Networking: Lighting the Way to a Brighter Future in Entertainment Lighting

Ashley Hohnstein, “Networking: Lighting the Way to a Brighter Future in Entertainment Lighting”
Mentor: Steve White, Theatre

A network provides the capability to maintain control over hundreds of lights and multiple sources of control, making it possible to set up and configure lighting for events of all sizes from a theatrical production in UW-Milwaukee’s Mainstage Theatre to the Superbowl halftime show. Networks have been the backbone of the entertainment lighting industry for years, but they are often seen as the most intimidating or unknown component of an entertainment lighting system. With the growing market for networking equipment that caters specifically to entertainment lighting, companies such as Electronic Theatre Controls have developed software to allow for configuration of lighting networks. ETC’s solution is a piece of software called Concert which allows users to manage and configure networking equipment from their personal computers. Over the course of eight months, Concert was integrated into UW-Milwaukee’s Mainstage Theatre. This software was used to explore how a high level of control over the lighting network can positively impact workflow over the course of producing a theatrical production. In exchange for receiving unreleased software from ETC, user feedback was provided. Contact was established directly with the development team for the software and software defects were documented and reported as they arose. It was found that this software not only provided a user-friendly way to monitor and maintain the lighting system, but it also provided users with a better understanding of the capabilities and functionality of the network within the space. As the entertainment lighting industry continues to innovate and grow, lighting systems will only increase in complexity. Having the capability to use software such as ETC’s Concert to configure the network will prove to be invaluable and is paving the way for new and innovative methods of interacting with and configuring lighting.

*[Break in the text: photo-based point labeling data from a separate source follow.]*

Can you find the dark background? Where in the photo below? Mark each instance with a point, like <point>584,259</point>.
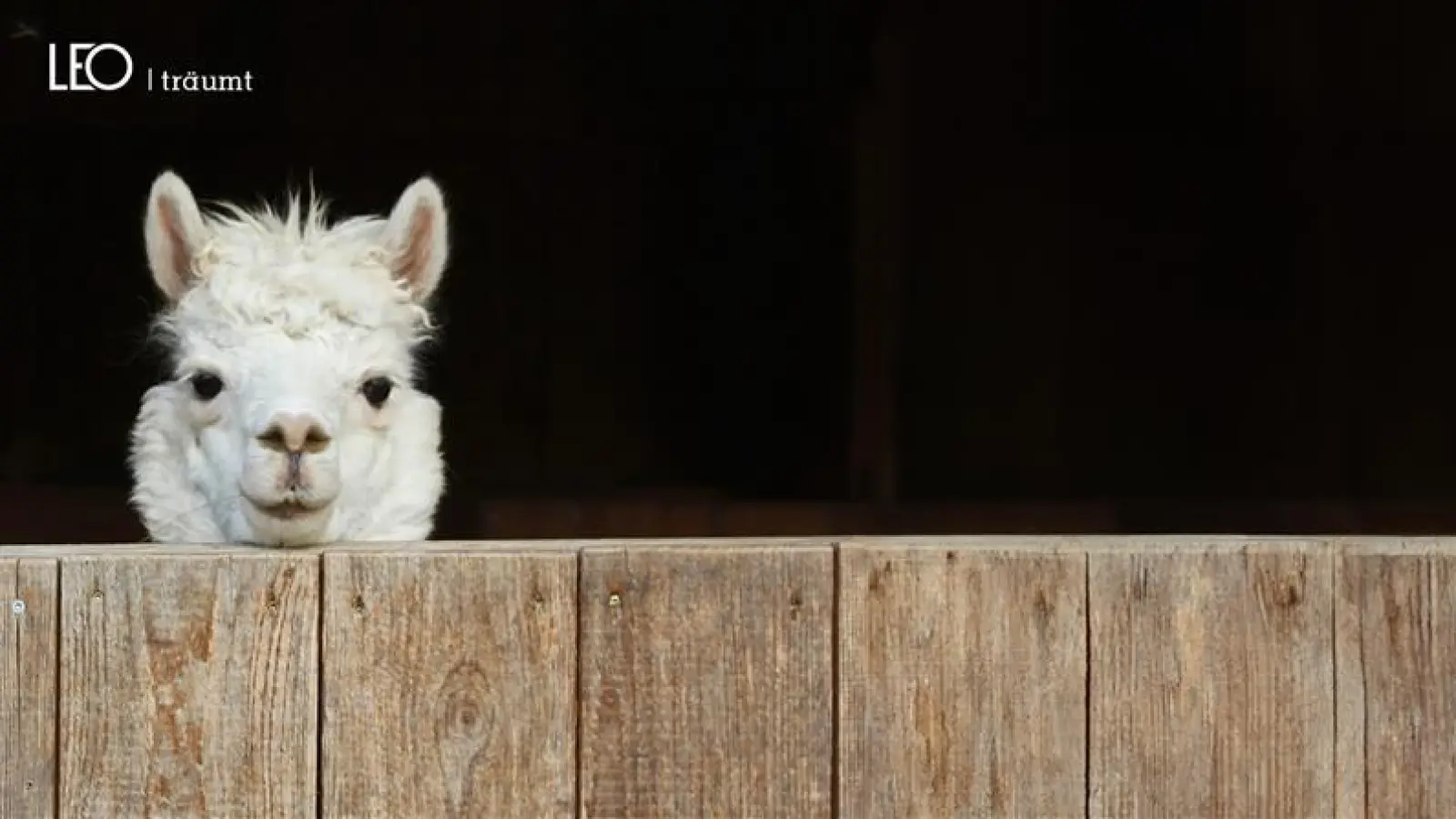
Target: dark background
<point>800,267</point>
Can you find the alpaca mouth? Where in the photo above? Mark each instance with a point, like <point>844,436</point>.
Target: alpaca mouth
<point>284,511</point>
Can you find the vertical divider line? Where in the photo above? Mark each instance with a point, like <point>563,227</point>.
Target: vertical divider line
<point>834,681</point>
<point>318,722</point>
<point>580,688</point>
<point>1087,681</point>
<point>1332,550</point>
<point>56,669</point>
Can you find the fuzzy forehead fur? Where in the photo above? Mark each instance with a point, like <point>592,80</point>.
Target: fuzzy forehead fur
<point>296,274</point>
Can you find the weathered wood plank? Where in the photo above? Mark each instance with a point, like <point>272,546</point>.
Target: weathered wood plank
<point>706,682</point>
<point>1212,683</point>
<point>1395,647</point>
<point>449,685</point>
<point>963,682</point>
<point>29,595</point>
<point>188,685</point>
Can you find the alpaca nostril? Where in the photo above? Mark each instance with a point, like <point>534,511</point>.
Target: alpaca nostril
<point>295,435</point>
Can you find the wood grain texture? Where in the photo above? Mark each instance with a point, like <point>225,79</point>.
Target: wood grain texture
<point>963,683</point>
<point>28,656</point>
<point>188,687</point>
<point>706,682</point>
<point>1212,683</point>
<point>449,685</point>
<point>1395,647</point>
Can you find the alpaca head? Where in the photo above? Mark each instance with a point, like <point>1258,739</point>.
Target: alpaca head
<point>290,416</point>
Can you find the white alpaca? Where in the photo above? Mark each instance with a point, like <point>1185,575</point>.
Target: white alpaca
<point>291,417</point>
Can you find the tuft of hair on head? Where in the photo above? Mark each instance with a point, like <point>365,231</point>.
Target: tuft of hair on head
<point>417,238</point>
<point>175,235</point>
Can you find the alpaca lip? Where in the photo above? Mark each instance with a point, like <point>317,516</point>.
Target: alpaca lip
<point>286,511</point>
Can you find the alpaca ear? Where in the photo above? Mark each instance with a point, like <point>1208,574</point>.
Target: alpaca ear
<point>175,234</point>
<point>417,238</point>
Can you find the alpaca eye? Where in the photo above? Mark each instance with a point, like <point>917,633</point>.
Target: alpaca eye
<point>376,390</point>
<point>206,385</point>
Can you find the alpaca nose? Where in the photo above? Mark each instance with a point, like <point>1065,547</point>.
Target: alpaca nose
<point>295,433</point>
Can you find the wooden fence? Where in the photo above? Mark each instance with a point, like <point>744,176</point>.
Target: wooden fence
<point>863,678</point>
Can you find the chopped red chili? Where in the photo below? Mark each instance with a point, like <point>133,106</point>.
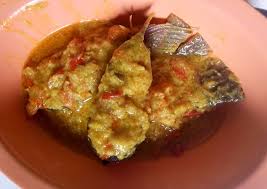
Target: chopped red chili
<point>111,94</point>
<point>108,146</point>
<point>60,71</point>
<point>191,114</point>
<point>28,82</point>
<point>76,61</point>
<point>179,72</point>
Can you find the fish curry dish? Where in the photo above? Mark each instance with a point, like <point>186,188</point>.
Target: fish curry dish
<point>117,87</point>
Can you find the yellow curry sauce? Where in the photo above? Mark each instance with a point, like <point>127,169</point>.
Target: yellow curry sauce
<point>99,81</point>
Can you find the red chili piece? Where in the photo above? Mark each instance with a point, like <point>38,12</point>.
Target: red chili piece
<point>191,114</point>
<point>179,72</point>
<point>111,94</point>
<point>76,61</point>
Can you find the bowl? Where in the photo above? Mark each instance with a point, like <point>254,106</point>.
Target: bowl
<point>235,157</point>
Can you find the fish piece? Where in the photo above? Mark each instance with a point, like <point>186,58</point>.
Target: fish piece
<point>195,45</point>
<point>184,88</point>
<point>119,123</point>
<point>65,83</point>
<point>166,38</point>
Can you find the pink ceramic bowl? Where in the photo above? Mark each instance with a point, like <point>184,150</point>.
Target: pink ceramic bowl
<point>234,158</point>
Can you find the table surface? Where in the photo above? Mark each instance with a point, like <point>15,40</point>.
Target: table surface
<point>6,183</point>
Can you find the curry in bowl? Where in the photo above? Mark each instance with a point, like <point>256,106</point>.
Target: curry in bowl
<point>118,87</point>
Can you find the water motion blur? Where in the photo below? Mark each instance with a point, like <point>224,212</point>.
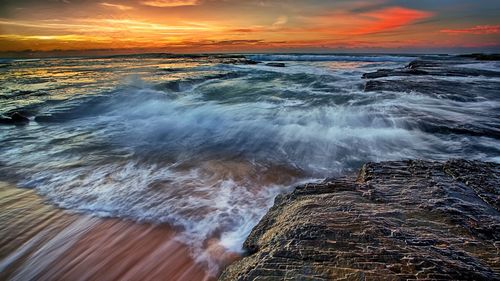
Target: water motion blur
<point>189,152</point>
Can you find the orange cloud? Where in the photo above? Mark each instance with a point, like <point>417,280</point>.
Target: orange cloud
<point>169,3</point>
<point>389,18</point>
<point>116,6</point>
<point>478,29</point>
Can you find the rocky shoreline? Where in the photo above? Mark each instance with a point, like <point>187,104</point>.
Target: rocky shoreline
<point>401,220</point>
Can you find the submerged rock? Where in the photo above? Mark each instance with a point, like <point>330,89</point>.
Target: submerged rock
<point>437,68</point>
<point>15,118</point>
<point>275,64</point>
<point>401,220</point>
<point>487,57</point>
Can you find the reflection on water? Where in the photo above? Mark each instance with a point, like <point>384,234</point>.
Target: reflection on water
<point>38,242</point>
<point>191,152</point>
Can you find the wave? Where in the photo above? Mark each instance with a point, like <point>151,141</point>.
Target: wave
<point>297,57</point>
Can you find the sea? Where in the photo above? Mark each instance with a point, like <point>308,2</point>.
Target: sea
<point>204,143</point>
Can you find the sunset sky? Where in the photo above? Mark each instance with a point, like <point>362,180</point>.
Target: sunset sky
<point>249,26</point>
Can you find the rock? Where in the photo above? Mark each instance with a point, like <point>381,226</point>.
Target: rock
<point>437,68</point>
<point>15,118</point>
<point>275,64</point>
<point>398,220</point>
<point>389,72</point>
<point>487,57</point>
<point>19,118</point>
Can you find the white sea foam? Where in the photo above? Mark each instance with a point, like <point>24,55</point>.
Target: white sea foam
<point>339,57</point>
<point>210,158</point>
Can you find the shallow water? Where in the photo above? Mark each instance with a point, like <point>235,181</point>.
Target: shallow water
<point>204,146</point>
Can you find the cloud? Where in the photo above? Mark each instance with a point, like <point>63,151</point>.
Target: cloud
<point>478,29</point>
<point>390,18</point>
<point>116,6</point>
<point>170,3</point>
<point>348,23</point>
<point>281,20</point>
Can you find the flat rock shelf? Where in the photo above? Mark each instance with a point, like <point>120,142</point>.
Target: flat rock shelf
<point>402,220</point>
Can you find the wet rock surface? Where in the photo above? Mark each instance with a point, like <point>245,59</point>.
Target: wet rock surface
<point>454,82</point>
<point>402,220</point>
<point>438,68</point>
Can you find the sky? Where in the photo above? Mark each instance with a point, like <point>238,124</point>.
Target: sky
<point>191,26</point>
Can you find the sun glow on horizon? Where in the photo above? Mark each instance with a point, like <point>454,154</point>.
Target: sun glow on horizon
<point>196,25</point>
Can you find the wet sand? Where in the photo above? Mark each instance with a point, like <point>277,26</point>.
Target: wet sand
<point>40,242</point>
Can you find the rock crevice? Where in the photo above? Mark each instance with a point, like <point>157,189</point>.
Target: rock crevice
<point>401,220</point>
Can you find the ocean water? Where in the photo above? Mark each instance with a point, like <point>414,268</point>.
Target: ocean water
<point>205,145</point>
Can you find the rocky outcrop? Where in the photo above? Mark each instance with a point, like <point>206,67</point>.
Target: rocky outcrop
<point>436,68</point>
<point>487,57</point>
<point>402,220</point>
<point>275,64</point>
<point>15,118</point>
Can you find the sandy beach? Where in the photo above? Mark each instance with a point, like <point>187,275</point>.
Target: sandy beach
<point>40,242</point>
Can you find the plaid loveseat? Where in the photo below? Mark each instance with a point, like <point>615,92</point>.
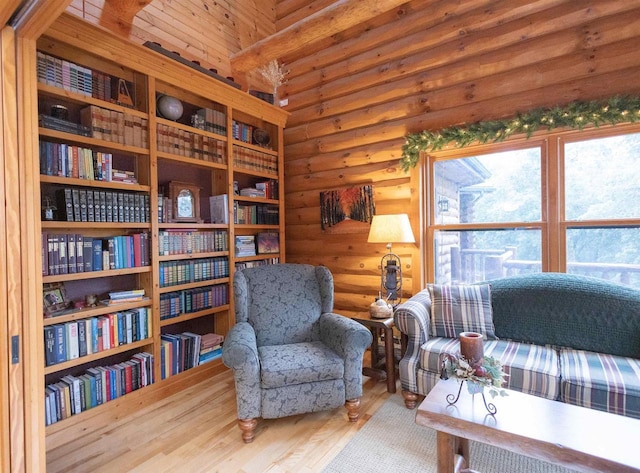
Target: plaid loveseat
<point>558,336</point>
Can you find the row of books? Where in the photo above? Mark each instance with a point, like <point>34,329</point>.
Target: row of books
<point>61,159</point>
<point>208,119</point>
<point>181,242</point>
<point>191,145</point>
<point>67,253</point>
<point>92,205</point>
<point>254,160</point>
<point>116,127</point>
<point>174,304</point>
<point>253,264</point>
<point>82,80</point>
<point>72,395</point>
<point>180,352</point>
<point>78,338</point>
<point>172,273</point>
<point>60,124</point>
<point>245,245</point>
<point>255,214</point>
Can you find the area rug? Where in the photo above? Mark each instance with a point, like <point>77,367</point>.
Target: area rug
<point>391,441</point>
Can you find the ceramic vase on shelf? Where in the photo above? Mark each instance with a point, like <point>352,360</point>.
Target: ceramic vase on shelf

  1. Wow. This is outstanding. Ash–it is a real joy to see this. You may not know it but I love research–and as I am also a fan of your work this was a real pleasure. What a wonderful thing to read on a morning in May. But–even better is seeing your work and knowing that you will be contributing to art and culture for many many many years to come. Brava!–Robin Mello

    1. Thank you Robin! I will be continuing my research in lighting at UW-Milwaukee, and beyond.

  2. This was super interesting! I know nothing about theater or lighting, and learned so much. You provided a very clear abstract above. I loved how you broke down the anatomy of a defect report – it was super clear and I felt like I could (maybe) do one now. I also loved your examples of how you utilized the software in practice. I literally shouted “cool!” when you discussed completing your lighting project in your dining room. It made the project so real. Congratulations on some great creative problem solving to complete your work.

    One note for future presentations: you did a great job in the audio of explaining all of your field-specific acronyms. I would have loved to see those written out in the slides as well the first time you introduced them. I didn’t always catch them in the audio and would have benefited from reading them as you said them.

    1. Thank you so much for the feedback! The adjustment to researching from home was a difficult one, but lent itself perfectly to the research I am doing. I do forget sometimes that these industry specific acronyms aren’t common knowledge, and my industry has a lot of them- note received.